Pilgrims and Pilgrimages
Last weekend, i took part in a one-day conference in Govan Old Church with the title Pilgrims and Pilgrimages: Sights and Sounds of the Sacred. The conference was arranged to start off an exhibition with entries from artists, poets, musicians and theologians. I heard about the conference via email and was immediately drawn to the topic as I went on a pilgrimage myself back in 2016. Since then, I have been very fascinated with why people choose to go and how journeys of searching influences us. The week before I read an article recommended by a friend about a musician, Dane Johansen, walking Camino de Santiago with his cello, playing concerts along the way documented by a film crew.

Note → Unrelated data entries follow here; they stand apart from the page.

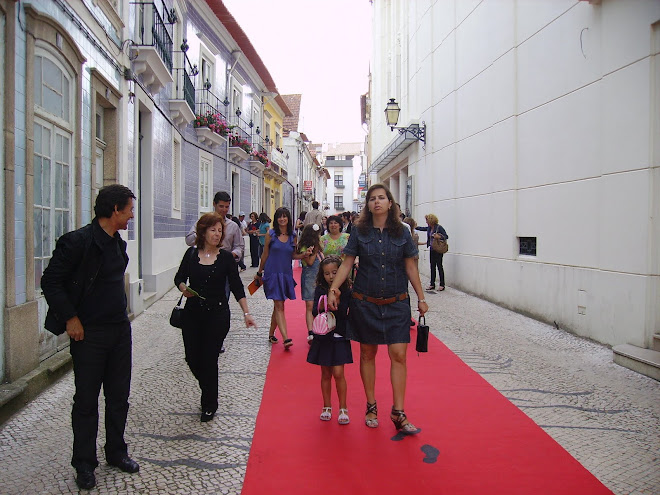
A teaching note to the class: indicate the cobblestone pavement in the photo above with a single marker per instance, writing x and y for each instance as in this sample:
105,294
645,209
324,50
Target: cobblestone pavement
606,416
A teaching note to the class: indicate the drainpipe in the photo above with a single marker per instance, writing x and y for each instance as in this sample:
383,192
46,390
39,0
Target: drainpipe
236,55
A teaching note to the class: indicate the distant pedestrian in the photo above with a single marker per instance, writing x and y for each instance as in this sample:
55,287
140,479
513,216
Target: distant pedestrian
207,269
264,227
84,287
233,239
314,216
335,240
434,229
276,273
332,350
300,222
253,232
412,224
310,269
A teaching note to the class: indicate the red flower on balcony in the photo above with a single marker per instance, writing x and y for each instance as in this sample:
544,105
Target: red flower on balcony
261,156
215,122
240,142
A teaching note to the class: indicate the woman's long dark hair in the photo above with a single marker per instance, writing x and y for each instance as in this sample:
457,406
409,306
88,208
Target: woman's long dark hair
320,279
310,237
282,211
393,223
205,222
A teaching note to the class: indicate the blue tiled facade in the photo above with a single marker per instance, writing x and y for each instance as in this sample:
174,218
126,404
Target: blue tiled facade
105,64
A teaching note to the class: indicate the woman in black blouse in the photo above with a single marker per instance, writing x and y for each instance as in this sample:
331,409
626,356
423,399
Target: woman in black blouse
206,268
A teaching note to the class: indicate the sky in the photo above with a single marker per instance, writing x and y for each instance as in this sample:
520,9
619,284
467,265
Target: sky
320,49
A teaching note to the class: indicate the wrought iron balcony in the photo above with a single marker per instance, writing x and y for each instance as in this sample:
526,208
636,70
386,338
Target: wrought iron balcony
206,102
154,44
207,110
182,104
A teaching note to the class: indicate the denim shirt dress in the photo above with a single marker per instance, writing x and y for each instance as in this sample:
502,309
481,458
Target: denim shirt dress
381,273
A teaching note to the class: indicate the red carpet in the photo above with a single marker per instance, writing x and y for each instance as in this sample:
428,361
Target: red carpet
483,443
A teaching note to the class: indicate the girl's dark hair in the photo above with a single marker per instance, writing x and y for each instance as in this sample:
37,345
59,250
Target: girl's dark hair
282,211
205,222
320,279
335,218
263,218
111,196
310,237
393,223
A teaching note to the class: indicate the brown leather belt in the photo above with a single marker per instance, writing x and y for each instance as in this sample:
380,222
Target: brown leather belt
380,301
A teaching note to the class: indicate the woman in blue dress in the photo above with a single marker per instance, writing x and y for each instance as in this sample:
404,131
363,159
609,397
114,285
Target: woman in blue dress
276,273
380,306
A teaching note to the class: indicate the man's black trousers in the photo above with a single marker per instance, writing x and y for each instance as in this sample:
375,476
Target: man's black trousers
103,357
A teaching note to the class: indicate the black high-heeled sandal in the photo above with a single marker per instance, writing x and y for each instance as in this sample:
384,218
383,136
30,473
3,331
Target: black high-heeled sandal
407,428
371,409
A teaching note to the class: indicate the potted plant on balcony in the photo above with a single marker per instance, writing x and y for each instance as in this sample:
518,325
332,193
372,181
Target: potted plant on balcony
239,142
214,122
261,156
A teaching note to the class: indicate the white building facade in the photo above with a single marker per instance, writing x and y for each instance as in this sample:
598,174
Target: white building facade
541,151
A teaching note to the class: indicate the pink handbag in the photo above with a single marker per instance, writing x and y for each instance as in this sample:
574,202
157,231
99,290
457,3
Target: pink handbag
325,321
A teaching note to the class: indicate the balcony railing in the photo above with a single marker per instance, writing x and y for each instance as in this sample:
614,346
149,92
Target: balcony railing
153,30
206,102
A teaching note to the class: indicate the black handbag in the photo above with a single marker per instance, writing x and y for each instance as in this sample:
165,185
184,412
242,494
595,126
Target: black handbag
422,344
177,314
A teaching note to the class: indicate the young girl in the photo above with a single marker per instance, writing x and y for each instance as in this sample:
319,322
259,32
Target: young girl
309,238
333,350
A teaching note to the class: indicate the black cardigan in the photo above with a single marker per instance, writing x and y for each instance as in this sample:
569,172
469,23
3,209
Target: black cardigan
195,275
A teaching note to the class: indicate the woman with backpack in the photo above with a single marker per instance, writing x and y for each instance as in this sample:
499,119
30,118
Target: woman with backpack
434,230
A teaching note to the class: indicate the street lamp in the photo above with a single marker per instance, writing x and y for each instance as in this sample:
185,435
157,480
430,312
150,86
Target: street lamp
392,111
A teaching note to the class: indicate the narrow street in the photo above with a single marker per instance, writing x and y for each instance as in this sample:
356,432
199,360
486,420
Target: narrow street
606,416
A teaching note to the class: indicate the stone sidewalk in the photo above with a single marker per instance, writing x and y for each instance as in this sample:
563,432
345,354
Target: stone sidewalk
606,416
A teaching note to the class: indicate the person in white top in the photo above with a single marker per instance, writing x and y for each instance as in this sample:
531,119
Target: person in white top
233,240
314,216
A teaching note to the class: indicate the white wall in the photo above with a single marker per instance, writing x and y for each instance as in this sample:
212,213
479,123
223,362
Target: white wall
539,123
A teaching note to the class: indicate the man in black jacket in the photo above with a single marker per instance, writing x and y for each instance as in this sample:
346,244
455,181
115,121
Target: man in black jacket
84,287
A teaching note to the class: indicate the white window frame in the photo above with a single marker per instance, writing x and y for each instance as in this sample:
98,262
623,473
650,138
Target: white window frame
206,55
177,180
65,129
205,192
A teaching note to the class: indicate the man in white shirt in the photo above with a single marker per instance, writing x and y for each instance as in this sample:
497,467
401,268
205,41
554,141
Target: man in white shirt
314,216
233,241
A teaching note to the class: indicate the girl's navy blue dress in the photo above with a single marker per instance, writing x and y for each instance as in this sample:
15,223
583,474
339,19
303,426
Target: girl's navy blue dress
332,349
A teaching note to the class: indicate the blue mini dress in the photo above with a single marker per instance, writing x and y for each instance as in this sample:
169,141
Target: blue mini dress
278,272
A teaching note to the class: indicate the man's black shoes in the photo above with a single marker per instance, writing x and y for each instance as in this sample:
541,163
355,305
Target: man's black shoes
85,479
126,464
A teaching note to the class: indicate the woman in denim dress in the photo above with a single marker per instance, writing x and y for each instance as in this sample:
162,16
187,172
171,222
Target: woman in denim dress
380,307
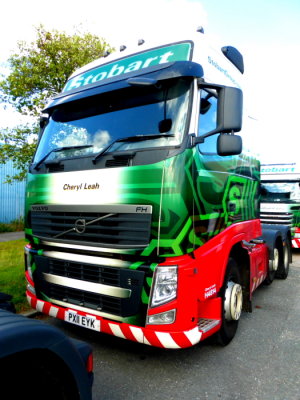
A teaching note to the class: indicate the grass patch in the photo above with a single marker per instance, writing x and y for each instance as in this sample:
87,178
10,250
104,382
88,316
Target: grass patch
12,278
14,226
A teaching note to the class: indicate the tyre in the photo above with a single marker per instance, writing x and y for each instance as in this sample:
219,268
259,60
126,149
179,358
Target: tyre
232,302
284,263
273,266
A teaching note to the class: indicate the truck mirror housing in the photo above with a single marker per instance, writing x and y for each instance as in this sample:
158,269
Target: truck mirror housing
230,110
229,116
229,145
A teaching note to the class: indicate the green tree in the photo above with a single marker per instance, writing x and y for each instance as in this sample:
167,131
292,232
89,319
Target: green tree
38,71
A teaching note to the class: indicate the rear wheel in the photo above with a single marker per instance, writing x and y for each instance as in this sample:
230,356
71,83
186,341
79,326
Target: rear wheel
232,302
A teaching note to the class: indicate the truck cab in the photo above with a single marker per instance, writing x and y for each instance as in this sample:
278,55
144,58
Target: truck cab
142,200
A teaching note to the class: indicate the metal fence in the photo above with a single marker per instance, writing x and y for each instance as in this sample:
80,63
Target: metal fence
12,196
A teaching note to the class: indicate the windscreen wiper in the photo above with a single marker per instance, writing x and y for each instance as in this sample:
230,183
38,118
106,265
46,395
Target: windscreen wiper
60,149
136,138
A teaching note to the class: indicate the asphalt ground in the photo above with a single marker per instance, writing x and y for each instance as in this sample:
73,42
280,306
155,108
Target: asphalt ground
261,363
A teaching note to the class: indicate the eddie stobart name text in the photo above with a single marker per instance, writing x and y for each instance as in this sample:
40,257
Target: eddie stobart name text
81,186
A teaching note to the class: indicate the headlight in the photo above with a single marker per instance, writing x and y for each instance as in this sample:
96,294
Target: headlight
167,317
165,285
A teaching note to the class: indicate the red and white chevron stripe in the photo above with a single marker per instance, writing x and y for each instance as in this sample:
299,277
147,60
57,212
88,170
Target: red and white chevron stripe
296,243
257,282
168,340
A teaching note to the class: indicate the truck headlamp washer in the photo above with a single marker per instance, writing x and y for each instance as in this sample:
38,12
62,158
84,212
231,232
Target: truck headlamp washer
233,301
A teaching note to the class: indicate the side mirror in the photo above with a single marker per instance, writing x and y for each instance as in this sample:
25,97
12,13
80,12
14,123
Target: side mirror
230,110
229,145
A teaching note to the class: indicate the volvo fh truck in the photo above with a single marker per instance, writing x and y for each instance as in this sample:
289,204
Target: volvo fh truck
280,197
142,204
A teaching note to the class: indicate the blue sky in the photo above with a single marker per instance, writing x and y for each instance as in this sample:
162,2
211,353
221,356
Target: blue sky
267,32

The first part of the conference was a talk by Ian Bradley on Pilgrimage and the Celtic Tradition, explaining how humans have a tendency to be wanderers and restless with no real aim. He believes this is why people are attracted to pilgrimages, more so in modern times, where the difference between analogue and digital connections have become clearer. Through this difference, more people seek an active involvement in their faith rather than a passive, which is why in places like Scandinavia, church participation has rapidly decreased, whereas pilgrimages rapidly increased. He highlights how people, such as Dane Johansen, have different aims for pilgrimages, ranging from religion to spirituality and creative purposes, all rooting in human restlessness.
Many of the experiences mentioned in the article, lecture and portrayed in the exhibition resonate with my own experience in Spain. Many of the realisations, limitations and influences played such an important role in my experience and I want to explore this further. How do different people experience a pilgrimage differently? What is their focus? How can you document this in the best way and share it with others? I hope to some day venture out on another pilgrimage, this time with loads of questions and a sketchbook in my backpack, to document my journey and others'.